Mount Alvernia College

This project reflects the school’s Franciscan history, St Francis’ love of the natural world, and the importance of the relationship between humankind and nature.

In 2011, Mount Alvernia College commissioned m3architecture to undertake a master plan ahead of the construction of new facilities.

The master plan proposed a school based around three gardens: a community garden, a garden for gathering and a recreation garden. This approach was based around St Francis – the patron saint of flora and fauna.

Our architectural approach focused on gardens and resident wildlife, with broad ranging effects that strengthen many of the ethical, spiritual and social agendas of the school.

The community garden is now largely complete, redefining the entrance to the school. It is a substantial productive garden, inspired by ‘La Forresta’ – a place of work, beauty and nourishment.

Importantly, it is also a place of learning, flanked by science labs, home economics spaces and General Learning Areas (GLAs). A large proportion of the curriculum is intended to be based around the garden and the education it can offer.

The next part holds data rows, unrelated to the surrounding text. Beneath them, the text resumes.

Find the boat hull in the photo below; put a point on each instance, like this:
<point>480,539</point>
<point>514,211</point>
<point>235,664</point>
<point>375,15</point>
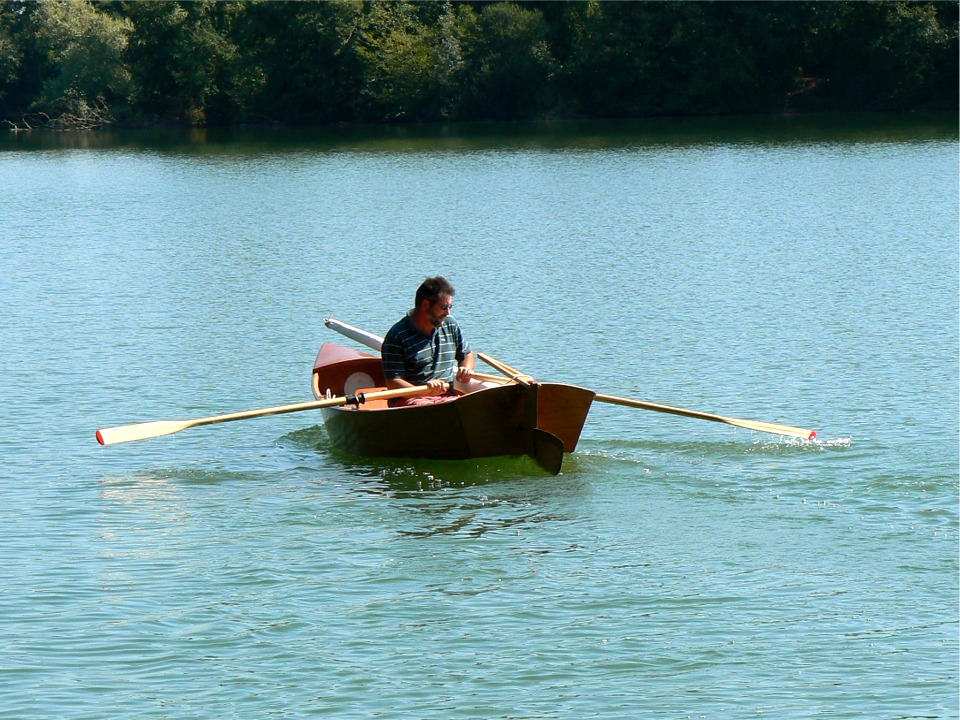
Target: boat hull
<point>539,419</point>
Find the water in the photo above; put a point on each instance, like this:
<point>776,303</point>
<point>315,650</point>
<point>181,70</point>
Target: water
<point>801,271</point>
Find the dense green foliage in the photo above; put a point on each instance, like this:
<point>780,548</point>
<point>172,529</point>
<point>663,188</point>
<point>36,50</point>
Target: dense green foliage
<point>73,63</point>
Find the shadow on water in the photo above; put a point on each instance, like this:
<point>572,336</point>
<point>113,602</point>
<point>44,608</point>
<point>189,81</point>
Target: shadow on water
<point>414,474</point>
<point>484,136</point>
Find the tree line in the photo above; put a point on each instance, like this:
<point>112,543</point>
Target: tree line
<point>75,63</point>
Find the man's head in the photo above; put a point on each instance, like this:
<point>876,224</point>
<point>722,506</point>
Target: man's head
<point>435,300</point>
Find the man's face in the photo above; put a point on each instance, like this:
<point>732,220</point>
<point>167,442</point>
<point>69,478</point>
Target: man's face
<point>437,312</point>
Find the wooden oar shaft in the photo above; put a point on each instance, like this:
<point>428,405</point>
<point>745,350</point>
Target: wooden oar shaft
<point>158,428</point>
<point>513,375</point>
<point>510,372</point>
<point>757,425</point>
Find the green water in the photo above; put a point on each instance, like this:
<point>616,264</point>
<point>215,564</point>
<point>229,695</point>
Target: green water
<point>801,271</point>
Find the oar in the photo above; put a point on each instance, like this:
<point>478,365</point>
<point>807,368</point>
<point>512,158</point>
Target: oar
<point>142,431</point>
<point>510,372</point>
<point>374,342</point>
<point>757,425</point>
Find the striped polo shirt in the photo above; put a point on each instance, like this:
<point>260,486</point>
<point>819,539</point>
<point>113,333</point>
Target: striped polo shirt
<point>409,354</point>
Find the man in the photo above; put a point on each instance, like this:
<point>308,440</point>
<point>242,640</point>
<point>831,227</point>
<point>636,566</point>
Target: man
<point>426,346</point>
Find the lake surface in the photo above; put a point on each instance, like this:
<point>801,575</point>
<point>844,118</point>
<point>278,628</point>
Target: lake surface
<point>794,270</point>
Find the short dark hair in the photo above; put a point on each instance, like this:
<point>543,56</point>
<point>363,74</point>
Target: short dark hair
<point>432,288</point>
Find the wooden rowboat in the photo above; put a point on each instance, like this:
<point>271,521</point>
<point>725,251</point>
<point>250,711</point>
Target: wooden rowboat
<point>543,420</point>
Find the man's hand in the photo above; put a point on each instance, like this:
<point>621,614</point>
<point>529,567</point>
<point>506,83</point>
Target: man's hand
<point>439,386</point>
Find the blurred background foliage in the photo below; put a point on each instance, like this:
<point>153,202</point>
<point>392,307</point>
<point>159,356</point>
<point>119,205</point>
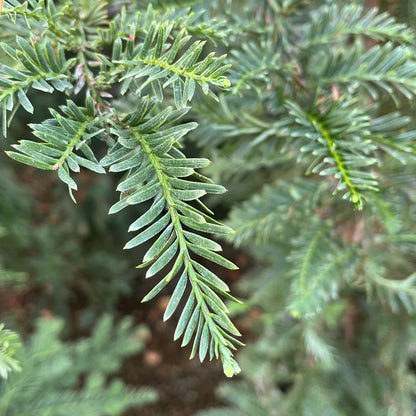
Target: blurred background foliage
<point>344,346</point>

A new social space, cafeteria and commercial kitchen have northern access to the garden. A new wing of administration flanks the east edge of the garden, accommodating the College Leadership Team at ground level, with offices opening into a grove of olive trees.

In total, the project includes 20 classrooms, six laboratories, three home economics spaces, commercial kitchen and cafeteria, administration, a prayer space, a roof terrace, and the community garden.

The buildings themselves structure the garden, resulting in a sympathetic relationship between indoor and outdoor spaces.


On the land of the Turrbal and Jagera peoples. 

“I am exceptionally happy with the way this process has unfolded. It has been wonderful to work with such a professional firm that looks to the client’s needs and creates something that is unique to those needs.”